Issue Root Cause Solution
Relevant content not retrieved Chunks too granular / poor embedding quality Adjust chunking strategy, swap embedding model
Retrieved but response is wrong Too much noise in context Reduce injected context, add re-ranking
Response hallucination Model ignores context and generates freely Strengthen Prompt instructions, lower temperature
Incomplete response Information scattered across multiple chunks Multi-hop retrieval, increase chunk_size
High latency Double overhead from retrieval + LLM Async retrieval, streaming output, caching

6.4 Tech Stack Reference

Prototype / fast start:

  • Embedding: OpenAI text-embedding-3-small
  • Vector store: Chroma / FAISS
  • Framework: LangChain / LlamaIndex

Production deployment:

  • Embedding: BGE / GTE (self-hostable, data stays on-premise)
  • Vector store: Milvus / Weaviate / pgvector
  • Framework: LlamaIndex (more flexible) or a custom-built pipeline
  • Re-ranking: bge-reranker-v2-m3 / Cohere Rerank

7. Framework Comparison

Framework Language Highlights Best For
LangChain Python/JS Broadest ecosystem, rich modules, quick to learn Rapid prototyping, general RAG
LlamaIndex Python RAG-focused, rich data connectors Data-intensive applications
Haystack Python Production-oriented, clean Pipeline design Enterprise search Q&A
Semantic Kernel C#/Python/Java Microsoft product, tight Azure ecosystem integration .NET stack projects
DSPy Python Programmatic Prompt optimization, auto-tuning Academic research, Prompt engineering

8. Learning Resources

Papers

Hands-on Projects

  • LangChain RAG templates: the official repo provides reference implementations for multiple RAG architectures
  • LlamaIndex official examples: covers RAG patterns from basic to advanced
  • RAGAS: RAG evaluation framework with complete evaluation examples included

These notes map out the knowledge landscape of RAG from foundational concepts to advanced practice.
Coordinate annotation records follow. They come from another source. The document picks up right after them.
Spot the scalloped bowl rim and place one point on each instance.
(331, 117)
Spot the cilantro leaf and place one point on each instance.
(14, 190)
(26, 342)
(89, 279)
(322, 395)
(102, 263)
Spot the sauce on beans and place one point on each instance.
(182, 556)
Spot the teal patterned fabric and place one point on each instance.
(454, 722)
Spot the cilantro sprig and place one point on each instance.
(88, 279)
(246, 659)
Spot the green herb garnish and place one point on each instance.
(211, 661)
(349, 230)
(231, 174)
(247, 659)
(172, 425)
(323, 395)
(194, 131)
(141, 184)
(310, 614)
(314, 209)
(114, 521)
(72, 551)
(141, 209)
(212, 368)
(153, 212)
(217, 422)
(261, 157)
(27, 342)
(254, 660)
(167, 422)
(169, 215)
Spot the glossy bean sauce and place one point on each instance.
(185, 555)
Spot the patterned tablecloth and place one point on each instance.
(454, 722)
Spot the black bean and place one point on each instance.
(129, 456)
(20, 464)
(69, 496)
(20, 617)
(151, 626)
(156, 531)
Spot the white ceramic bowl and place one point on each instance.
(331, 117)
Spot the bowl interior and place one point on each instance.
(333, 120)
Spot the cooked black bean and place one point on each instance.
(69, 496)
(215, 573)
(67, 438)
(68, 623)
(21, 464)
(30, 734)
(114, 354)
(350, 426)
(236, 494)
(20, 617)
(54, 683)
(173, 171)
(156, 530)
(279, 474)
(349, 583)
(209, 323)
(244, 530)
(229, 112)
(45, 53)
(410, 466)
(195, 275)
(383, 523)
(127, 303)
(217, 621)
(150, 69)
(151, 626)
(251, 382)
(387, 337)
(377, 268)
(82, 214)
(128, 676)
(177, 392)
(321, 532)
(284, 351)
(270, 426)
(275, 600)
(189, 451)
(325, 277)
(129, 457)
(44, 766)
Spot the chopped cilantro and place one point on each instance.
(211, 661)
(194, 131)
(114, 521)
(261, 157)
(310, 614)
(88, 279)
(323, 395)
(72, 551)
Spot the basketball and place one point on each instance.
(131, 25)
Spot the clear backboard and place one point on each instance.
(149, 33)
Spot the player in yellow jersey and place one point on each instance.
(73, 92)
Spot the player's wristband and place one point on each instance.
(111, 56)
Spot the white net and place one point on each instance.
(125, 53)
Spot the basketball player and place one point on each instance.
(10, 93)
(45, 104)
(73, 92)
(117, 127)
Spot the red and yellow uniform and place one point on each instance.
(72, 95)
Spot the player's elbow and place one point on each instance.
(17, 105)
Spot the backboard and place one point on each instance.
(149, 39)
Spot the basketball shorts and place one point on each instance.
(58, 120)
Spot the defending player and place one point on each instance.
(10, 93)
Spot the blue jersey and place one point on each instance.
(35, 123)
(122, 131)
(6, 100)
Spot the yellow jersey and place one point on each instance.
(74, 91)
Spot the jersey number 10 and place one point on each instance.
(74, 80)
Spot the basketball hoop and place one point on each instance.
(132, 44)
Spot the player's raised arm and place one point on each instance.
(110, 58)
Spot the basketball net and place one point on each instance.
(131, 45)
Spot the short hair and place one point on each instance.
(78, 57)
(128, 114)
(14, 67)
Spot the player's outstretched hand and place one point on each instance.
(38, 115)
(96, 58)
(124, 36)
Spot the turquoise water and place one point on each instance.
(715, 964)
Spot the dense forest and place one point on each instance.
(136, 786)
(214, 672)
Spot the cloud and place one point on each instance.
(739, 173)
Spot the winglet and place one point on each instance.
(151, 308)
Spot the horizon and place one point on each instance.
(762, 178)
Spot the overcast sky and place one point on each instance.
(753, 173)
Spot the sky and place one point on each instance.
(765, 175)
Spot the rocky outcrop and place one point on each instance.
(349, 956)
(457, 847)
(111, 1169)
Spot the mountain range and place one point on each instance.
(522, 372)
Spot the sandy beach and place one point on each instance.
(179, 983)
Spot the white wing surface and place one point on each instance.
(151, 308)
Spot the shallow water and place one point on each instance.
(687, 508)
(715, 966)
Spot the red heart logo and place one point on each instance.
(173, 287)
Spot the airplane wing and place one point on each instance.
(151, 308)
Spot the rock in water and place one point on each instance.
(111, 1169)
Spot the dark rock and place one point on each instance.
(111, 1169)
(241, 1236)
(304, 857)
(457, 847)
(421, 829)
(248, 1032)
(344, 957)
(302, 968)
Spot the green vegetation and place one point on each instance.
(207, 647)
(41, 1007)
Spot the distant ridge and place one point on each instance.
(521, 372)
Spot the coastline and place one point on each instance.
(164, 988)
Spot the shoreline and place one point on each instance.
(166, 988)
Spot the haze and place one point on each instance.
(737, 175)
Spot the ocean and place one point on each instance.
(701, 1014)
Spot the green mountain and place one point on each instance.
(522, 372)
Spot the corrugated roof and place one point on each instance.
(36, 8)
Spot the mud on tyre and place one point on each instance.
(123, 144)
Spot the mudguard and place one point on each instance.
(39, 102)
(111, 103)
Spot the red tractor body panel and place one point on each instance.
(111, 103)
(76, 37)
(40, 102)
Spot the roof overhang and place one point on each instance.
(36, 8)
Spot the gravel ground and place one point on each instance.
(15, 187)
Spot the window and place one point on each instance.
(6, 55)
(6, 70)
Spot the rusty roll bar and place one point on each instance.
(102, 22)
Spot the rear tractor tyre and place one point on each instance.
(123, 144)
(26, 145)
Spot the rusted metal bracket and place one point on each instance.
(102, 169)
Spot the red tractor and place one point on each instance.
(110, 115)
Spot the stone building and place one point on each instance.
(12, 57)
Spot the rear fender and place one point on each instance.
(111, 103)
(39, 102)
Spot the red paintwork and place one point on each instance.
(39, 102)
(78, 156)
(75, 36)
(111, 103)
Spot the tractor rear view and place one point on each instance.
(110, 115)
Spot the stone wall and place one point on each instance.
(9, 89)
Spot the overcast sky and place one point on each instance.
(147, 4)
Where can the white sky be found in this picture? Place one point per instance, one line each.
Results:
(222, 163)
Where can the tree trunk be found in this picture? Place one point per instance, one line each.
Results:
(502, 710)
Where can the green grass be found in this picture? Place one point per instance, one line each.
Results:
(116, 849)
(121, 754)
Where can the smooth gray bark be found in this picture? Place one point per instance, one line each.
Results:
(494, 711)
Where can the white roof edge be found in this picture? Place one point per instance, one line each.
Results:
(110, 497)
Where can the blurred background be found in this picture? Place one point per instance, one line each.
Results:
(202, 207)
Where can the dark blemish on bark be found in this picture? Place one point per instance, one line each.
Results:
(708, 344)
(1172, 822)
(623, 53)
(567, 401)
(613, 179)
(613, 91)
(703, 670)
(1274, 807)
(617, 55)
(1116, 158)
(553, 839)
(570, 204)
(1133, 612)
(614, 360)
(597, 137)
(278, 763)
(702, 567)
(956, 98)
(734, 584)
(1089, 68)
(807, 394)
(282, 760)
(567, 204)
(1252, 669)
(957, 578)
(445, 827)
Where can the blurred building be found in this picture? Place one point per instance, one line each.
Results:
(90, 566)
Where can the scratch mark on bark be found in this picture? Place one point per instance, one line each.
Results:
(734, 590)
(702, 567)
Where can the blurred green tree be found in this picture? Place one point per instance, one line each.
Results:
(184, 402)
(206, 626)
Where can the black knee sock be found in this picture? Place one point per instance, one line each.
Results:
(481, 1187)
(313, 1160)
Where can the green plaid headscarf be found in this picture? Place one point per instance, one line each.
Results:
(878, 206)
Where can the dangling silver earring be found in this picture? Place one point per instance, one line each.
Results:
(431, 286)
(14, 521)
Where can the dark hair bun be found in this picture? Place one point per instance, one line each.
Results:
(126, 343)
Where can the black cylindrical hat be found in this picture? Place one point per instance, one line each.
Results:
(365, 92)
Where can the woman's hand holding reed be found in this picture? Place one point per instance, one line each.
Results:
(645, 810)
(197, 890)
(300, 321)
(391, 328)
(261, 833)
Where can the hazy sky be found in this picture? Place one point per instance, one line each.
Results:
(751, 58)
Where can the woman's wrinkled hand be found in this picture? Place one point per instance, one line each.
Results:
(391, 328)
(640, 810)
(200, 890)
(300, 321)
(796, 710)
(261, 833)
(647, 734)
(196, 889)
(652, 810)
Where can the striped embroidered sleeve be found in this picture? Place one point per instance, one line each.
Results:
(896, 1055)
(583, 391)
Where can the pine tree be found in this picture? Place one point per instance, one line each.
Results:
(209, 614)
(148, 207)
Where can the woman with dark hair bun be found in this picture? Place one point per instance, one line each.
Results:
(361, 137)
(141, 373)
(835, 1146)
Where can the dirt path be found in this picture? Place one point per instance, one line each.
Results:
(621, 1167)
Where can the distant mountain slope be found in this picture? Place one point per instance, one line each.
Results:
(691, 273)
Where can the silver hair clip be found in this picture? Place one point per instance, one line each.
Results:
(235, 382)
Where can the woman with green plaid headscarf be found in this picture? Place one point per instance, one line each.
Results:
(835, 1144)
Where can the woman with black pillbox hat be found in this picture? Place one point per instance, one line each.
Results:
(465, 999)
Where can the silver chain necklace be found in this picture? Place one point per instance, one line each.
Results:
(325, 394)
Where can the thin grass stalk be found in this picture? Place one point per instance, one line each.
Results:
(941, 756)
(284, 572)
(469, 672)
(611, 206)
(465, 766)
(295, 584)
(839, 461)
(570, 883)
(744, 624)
The essence of RAG is “have the LLM look things up before answering” — simple in concept, but every step (chunking, embedding, retrieval, generation, evaluation) has a wealth of engineering nuance. I’d recommend starting with the simplest vector-retrieval RAG, then gradually introducing more advanced techniques as you hit concrete problems. Don’t jump straight into GraphRAG + Agent + Multi-hop from day one — excessive complexity is often why RAG projects fail.